Social Class & Consumer Behavior
Social class is the segment of a society arrived at by a hierarchical classification of individuals and families with a distinct status. The members of each class have relatively the same status. The status denotes the aggregate effect of the members of a class. Analysis of the characteristics of the social class will help the marketer to understand its consumption pattern.
1. The members of each class have relatively the same status
A social class is defined by the amount of status, which the members of that class have in comparison with members of other social classes. The members in a particular social class have relatively the same status. An individual or family achieves social class by acquisition of skills, education, wealth and recognition. The status of the member reflects the aggregate effect of influence and recognition conferred on them by the society. This in turn is either more or less than the status of other classes.
2. Persons within a given class tend to behave alike
Social classes are homogeneous divisions of the society. Each social class shows similar life-styles, values, status, prestige and interests. So, the behavior pattern of the members become similar. There are also shared attitudes and behavioral pattern among members. So, the behavioral pattern differs among social classes. For example, a person belonging to middle class prefers economically priced cars. But upper income group will prefer highly priced cars. Thus, social classes exhibit varying buying pattern in purchase of products that meets the life-style, status and prestige of their members.

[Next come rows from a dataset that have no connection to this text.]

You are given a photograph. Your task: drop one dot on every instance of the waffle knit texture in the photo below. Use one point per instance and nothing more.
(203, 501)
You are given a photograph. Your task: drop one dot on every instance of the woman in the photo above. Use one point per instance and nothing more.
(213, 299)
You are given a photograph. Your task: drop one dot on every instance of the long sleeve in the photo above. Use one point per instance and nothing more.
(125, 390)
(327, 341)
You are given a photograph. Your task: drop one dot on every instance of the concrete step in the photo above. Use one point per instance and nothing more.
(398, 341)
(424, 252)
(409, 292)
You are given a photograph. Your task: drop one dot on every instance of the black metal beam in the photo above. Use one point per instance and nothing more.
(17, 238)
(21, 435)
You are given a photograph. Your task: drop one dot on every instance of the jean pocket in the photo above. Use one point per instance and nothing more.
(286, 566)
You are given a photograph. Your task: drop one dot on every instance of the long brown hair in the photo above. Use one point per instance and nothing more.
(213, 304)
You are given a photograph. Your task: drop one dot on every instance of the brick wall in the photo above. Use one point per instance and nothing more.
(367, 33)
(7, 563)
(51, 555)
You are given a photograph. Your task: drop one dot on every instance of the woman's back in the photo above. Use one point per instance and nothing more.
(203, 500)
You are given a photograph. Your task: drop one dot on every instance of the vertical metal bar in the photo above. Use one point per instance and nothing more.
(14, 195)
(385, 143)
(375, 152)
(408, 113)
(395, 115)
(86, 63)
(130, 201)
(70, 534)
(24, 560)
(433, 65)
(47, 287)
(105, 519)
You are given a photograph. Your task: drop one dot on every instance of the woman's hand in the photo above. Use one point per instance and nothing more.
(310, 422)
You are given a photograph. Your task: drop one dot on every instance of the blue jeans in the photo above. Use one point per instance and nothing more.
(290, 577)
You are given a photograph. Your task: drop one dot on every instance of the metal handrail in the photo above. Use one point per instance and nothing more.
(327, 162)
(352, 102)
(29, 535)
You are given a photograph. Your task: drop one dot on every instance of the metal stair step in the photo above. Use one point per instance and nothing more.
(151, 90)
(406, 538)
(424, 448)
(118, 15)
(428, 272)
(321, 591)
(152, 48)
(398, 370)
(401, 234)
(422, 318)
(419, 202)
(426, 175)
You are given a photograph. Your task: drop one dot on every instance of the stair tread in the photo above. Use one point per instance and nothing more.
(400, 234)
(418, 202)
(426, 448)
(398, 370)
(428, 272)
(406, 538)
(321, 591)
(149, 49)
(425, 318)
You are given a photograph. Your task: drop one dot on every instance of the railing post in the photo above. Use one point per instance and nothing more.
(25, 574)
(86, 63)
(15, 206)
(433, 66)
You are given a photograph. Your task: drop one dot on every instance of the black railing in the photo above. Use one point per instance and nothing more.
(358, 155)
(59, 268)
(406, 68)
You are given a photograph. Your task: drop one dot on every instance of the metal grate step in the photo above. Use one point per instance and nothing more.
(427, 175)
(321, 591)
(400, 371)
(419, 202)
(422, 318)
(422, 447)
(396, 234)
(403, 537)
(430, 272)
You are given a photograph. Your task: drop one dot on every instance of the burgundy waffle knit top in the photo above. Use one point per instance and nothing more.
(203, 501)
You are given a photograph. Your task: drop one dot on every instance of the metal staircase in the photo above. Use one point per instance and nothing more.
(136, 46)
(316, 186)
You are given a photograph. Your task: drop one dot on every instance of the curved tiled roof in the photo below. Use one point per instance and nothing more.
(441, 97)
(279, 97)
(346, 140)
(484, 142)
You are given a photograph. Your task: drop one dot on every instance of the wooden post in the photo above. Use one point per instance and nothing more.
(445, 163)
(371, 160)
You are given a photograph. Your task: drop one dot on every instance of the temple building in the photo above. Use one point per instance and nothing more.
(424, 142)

3. Social class is hierarchical
Social class is determined by a hierarchical classification of individuals and families with a distinct status. Families can climb the social ladder by achievement of members. When each generation within a family tends to do better, there is an upward mobility in the social ladder. When young adults have less disposable income than their successful parents, they may slide down in the class hierarchy. The hierarchical aspect of social class is important to marketers. Consumers may prefer to purchase products favored by their own or higher social class (e.g. imported luxury automobiles). Consumers may avoid certain products because they perceive the products to be lower class products.
4. Social class is measured by a combination of variables
Researchers use a combination of variables to measure social class. A number of socioeconomic factors are combined to form one over all members of social class standing. They better reflect the complexity of social class than a single variable. For example, to know the consumer perceptions of mail and phone order shopping, the socioeconomic status was studied by using a composite of income occupational status and education. It reveals that higher the socioeconomic status, the more positive are the consumers ratings of mail and phone order buying, relative to in-store shopping.
5. Social class is mobile
Social class membership is not hard and fixed. Individuals can move either up or down in social class standing. The availability of free education and opportunities for self-development prompts success in business and in life. Successful persons move up to the higher class. Today, many young men and women start their own business to have higher social status. Higher social classes become reference groups for ambitious men and women of lower social status. Signs of upward mobility are found in India. For instance, plastic surgery was once affordable only for movie stars and other wealthy people. Today, consumers of all economic strata undergo cosmetic surgery.
6. Social class and status differentiation
Researchers measure social class in terms of social status. They define each social class by the amount of status of the members of that class. It is also known as “Social stratification“. Social stratification has resulted in differentiated roles. For example, a person with higher status owns a car. A middle class status person owns a two-wheeler. A person with lower status owns a bicycle. This is the symbolic identification of role and status based on social classification.